Dog Days of Summer: Part II

I am one of those people who has a special mark — an “S” for “sucker” — tattooed on my forehead in ink only animals can read. They seem to know I will go out of my way (literally) to help get them back to their homes or to find them nice new people. Therefore, I have picked up and either reunited or re-homed more dogs than I can count.

I’ve stashed strays in my yard and my garage and my house, keeping them safe and warm and fed while I went to great lengths to find their humans and get them back home. I once bullied a small-town vet into opening her office on a Sunday to locate contact info. for the owner of a sweet lab who wandered into my yard and had a rabies tag issued by that clinic. (She was reluctant, but I simply told her that if she did make the effort, I’d be sure to tell her client how she’d gone above and beyond. And that if she left me to find the owners by other means, I’d be sure to tell them their vet couldn’t be bothered.)

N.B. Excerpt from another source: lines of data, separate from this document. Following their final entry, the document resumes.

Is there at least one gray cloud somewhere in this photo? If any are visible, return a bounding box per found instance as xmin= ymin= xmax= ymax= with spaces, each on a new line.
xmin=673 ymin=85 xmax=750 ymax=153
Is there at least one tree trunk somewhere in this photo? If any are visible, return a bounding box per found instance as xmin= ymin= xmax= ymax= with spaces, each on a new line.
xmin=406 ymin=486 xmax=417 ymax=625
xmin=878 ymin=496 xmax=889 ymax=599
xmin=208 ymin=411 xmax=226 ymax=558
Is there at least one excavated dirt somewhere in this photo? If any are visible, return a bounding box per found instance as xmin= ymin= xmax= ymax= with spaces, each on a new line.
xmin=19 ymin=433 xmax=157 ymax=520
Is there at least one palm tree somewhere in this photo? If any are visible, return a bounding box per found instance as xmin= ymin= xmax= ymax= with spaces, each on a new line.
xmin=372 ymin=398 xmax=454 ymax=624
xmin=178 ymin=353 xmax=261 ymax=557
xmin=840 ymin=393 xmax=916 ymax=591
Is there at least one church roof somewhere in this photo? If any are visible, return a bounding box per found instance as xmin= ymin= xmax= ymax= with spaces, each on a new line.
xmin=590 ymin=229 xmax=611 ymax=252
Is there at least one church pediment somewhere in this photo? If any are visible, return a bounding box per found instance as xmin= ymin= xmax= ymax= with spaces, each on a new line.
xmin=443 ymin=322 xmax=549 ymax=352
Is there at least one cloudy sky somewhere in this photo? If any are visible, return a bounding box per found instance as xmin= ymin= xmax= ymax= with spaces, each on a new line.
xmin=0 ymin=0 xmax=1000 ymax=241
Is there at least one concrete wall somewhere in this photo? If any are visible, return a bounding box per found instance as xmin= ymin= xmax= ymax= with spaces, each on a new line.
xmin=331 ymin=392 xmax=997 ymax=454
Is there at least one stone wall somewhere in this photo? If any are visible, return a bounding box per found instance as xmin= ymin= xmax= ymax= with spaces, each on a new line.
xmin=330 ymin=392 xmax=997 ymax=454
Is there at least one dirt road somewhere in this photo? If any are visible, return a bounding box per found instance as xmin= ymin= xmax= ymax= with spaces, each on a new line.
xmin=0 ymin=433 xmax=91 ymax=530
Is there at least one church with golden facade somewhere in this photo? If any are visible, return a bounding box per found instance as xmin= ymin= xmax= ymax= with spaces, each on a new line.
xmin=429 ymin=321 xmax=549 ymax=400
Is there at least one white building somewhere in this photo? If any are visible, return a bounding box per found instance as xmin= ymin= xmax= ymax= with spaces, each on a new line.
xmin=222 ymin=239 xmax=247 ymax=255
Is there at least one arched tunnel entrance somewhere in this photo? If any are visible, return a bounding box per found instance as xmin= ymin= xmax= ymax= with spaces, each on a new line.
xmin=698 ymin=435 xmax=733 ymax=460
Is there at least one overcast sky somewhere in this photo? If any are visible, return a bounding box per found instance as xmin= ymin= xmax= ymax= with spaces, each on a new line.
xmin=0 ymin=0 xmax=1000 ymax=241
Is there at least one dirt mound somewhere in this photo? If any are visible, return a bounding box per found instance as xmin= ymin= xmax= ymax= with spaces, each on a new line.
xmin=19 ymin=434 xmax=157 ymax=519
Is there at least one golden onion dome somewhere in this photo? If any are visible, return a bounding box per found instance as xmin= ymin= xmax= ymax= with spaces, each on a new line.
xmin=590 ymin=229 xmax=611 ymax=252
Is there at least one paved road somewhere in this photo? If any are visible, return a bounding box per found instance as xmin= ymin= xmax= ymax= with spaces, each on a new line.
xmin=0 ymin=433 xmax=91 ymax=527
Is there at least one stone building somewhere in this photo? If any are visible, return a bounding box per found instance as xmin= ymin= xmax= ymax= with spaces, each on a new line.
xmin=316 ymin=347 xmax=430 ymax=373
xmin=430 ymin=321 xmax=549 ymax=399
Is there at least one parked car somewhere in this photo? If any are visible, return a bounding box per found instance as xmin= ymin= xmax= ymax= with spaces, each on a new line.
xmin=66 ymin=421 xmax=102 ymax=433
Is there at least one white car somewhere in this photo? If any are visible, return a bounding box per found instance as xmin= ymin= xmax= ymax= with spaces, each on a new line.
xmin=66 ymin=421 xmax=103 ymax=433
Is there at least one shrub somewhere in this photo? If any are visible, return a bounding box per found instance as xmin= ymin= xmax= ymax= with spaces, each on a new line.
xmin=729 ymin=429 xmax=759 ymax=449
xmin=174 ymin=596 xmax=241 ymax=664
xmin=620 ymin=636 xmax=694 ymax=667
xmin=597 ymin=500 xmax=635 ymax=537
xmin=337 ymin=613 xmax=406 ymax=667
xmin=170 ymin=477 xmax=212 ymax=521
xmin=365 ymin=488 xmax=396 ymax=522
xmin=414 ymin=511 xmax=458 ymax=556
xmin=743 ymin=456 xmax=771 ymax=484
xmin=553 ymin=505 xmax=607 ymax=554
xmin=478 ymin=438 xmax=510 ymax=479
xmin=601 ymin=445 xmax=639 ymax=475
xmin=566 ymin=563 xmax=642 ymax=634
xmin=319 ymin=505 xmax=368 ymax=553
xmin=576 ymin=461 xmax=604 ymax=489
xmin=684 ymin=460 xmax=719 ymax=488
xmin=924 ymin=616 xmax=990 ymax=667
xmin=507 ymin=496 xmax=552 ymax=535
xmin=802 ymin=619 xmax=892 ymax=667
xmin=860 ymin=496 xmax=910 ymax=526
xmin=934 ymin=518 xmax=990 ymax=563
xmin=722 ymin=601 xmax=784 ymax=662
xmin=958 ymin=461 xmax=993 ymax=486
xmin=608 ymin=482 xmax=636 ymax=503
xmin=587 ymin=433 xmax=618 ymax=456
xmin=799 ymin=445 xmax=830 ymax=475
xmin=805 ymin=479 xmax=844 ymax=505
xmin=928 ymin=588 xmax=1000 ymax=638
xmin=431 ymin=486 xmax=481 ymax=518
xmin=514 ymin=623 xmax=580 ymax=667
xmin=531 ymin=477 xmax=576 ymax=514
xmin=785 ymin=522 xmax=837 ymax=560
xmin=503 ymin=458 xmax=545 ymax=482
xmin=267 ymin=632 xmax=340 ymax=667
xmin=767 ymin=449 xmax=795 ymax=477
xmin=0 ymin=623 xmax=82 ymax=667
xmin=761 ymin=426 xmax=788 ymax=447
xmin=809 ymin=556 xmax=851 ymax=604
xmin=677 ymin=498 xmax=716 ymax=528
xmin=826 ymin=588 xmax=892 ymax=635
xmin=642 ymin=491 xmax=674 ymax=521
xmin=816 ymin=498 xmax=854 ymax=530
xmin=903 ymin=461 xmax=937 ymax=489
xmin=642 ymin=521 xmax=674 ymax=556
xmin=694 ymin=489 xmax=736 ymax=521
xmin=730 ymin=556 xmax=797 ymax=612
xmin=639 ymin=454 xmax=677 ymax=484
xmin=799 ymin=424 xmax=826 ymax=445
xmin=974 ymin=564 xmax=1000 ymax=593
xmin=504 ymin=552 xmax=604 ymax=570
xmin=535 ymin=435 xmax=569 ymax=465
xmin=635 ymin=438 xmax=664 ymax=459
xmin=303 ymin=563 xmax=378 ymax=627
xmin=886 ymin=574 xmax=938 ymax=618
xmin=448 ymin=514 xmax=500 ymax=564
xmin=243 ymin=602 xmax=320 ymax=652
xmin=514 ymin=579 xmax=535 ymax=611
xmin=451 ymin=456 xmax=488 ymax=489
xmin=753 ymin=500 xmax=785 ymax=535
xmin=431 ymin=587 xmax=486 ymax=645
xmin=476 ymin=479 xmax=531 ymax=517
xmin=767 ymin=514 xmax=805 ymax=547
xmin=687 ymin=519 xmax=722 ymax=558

So, as a serial good samaritan, I have a request of my fellow dog owners. Train your dogs!

Every dog, no matter how loved and cared for, has the potential to wander away from home and need to interact with strangers in order to get back. With just a bit of basic training, you can make this experience less stressful both for your dog and for the kind soul who takes pity on him in his time of need.

In addition, in the unhappy event your dog can’t be re-united with you, a bit of training can help make him  a desirable adoptee, ensuring he gets a good second home and family.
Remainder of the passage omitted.